Wednesday, April 17, 2002


Bush has taken heat (as recently as today in the WSJ's editorial page) for being a hypocrite when it comes to conservative ideology. It's usually for not being committed enough to free trade -- the tariff on steel imports has drawn the most conservative ire. A better area to investigate might be his commitment, or lack thereof, to that cornerstone of conservative ideology: a less meddlesome federal government. Connecticut is wrangling with whether to put an energy transmission line under the Sound to Long Island. This is a classic example of what conservatives, I thought, would argue states should be doing: deciding for themselves what's best for their citizens and businesses. Bush, however, believes the federal government, presumably through FERC*, should determine where to put the lines. Great. Instead of having local politicians who are accountable to their electorate make this type of decision, let's turn this process over to a federal bureaucracy with no accountability. We'll have power lines running through elementary school classrooms into protected park land before you know it, if they get their way.
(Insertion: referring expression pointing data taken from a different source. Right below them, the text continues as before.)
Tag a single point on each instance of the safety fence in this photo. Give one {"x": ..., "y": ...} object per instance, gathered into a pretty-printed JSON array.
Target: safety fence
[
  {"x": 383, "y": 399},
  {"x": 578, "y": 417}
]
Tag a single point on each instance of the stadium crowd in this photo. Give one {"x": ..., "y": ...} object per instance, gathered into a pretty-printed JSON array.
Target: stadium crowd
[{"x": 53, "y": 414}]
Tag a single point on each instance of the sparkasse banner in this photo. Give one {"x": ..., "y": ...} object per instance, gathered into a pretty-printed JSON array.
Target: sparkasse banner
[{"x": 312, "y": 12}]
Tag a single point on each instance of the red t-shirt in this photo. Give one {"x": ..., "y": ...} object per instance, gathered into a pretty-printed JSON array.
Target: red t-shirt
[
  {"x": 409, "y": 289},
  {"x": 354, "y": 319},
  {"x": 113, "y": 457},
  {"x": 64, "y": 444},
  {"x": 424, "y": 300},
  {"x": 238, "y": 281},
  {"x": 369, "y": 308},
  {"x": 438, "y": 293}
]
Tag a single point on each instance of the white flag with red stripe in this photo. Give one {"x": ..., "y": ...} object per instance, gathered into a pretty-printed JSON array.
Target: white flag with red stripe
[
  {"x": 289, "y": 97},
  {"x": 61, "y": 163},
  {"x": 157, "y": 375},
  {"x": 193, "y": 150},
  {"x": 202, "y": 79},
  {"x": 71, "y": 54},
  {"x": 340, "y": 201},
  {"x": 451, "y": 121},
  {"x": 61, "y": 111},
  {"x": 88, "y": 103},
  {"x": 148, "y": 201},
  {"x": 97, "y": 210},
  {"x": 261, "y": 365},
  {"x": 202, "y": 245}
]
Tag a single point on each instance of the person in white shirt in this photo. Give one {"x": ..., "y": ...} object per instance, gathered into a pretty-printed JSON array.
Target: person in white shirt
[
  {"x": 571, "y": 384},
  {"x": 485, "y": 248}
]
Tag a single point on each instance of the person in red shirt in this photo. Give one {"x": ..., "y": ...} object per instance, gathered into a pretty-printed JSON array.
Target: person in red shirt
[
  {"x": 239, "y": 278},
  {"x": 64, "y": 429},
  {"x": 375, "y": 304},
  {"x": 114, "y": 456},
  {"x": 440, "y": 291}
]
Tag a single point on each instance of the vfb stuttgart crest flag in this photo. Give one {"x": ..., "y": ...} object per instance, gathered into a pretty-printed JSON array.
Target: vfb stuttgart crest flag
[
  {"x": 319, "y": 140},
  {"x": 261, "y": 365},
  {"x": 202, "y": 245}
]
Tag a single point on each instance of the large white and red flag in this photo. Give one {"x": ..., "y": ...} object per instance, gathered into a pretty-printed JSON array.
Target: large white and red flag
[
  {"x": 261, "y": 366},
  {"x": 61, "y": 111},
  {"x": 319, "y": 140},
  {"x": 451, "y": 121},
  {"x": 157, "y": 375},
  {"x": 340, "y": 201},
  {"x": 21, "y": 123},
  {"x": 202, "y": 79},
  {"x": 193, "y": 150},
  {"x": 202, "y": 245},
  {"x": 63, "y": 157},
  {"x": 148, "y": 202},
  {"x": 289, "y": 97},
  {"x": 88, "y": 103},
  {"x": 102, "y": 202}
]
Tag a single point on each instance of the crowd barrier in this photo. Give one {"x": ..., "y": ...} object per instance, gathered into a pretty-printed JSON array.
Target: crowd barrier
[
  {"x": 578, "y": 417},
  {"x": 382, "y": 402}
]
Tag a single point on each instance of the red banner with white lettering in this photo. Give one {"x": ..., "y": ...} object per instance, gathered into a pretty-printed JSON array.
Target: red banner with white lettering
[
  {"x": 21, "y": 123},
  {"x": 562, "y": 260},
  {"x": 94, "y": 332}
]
*The deregulation issue is pretty thorny. California is an example of what can happen when a state decides to go the All Hail Capitalism, Competition Will Set You Free route. Clearly, states can bungle things. Where the federal government fits into the equation, I don't feel competent to render judgement. In the specific case of the line under the Sound, I know I'd rather CT's legislature and Governor work that out than a federal agency.